Было похоже, что Джини напрашивается на неприятности, поскольку приказы спикера, отданные стоя, непреложны и, когда спикер встает, все остальные должны ему подчиниться. К нарушителям применяются особые меры. Если Джини будет упорствовать, потребуется та или иная форма дисциплинарного воздействия.

— Я даю уважаемому депутату еще одну возможность, прежде чем наказать его,— сурово предупредил спикер.

Арнолд Джини вызывающе бросил:

— Я защищаю человеческое существо, находящееся за три тысячи миль отсюда и презрительно именуемое нашим правительством «отребье».

Хаудена вдруг осенило, что замысел происходящего очень прост: калека Джини желает разделить мученическую долю Анри Дюваля-скитальца. Это был хитрый, хотя и циничный политический маневр, которому Хауден был обязан помешать. Поднявшись, он воскликнул:

— Господин председатель, я считаю, это дело можно уладить...— Он решил от имени правительства взять назад оскорбительные слова Гарви Уоррендера, как бы тот к этому ни отнесся.

Но было поздно.

Не обращая внимания на премьер-министра, спикер твердо заявил:

— Мне выпадает неприятная обязанность наказать уважаемого депутата от Восточного Монреаля.

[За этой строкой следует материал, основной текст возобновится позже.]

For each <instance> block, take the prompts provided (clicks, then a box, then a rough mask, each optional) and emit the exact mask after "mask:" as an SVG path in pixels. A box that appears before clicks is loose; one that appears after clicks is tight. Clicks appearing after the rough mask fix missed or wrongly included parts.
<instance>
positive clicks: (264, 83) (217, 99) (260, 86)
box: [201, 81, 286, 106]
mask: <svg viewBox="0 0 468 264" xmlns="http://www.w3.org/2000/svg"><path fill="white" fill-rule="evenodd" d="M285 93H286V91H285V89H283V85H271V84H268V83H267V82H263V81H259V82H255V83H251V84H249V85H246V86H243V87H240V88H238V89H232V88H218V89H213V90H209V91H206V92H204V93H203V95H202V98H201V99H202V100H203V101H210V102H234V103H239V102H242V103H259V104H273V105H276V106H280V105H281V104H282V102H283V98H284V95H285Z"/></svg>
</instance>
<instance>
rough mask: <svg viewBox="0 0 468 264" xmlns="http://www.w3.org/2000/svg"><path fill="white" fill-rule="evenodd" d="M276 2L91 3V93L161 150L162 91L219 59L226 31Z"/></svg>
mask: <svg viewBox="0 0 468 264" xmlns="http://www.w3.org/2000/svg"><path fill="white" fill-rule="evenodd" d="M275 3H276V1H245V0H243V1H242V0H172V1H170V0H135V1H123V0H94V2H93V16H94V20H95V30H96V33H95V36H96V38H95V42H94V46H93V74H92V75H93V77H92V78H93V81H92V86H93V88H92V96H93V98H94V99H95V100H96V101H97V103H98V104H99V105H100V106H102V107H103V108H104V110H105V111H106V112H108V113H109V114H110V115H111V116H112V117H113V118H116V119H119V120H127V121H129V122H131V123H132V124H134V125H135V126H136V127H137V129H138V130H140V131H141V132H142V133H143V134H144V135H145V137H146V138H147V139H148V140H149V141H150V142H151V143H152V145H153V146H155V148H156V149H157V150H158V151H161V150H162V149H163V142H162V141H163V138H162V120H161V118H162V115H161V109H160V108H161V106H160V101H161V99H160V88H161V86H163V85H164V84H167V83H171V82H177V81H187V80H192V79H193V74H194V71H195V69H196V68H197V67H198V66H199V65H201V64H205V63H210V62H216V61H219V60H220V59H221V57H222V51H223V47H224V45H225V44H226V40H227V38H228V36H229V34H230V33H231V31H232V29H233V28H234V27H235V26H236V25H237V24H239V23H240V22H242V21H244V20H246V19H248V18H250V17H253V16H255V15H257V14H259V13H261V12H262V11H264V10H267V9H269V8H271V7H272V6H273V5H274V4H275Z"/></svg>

Взбешенный из-за проигранной партии, Джеймс Хауден уселся.

К наказанию члена парламента прибегали в редких случаях. Но когда возникала такая необходимость, дисциплинарные меры становились автоматическими и неизбежными. Авторитет спикера поддерживали все депутаты, ибо это был авторитет самого парламента, который стоил народу нескольких веков борьбы.

Премьер-министр передал коротенькую записку Стюарту Костону, лидеру парламентского большинства. В ней было два слова: «Минимальное наказание». Министр финансов ответил кивком.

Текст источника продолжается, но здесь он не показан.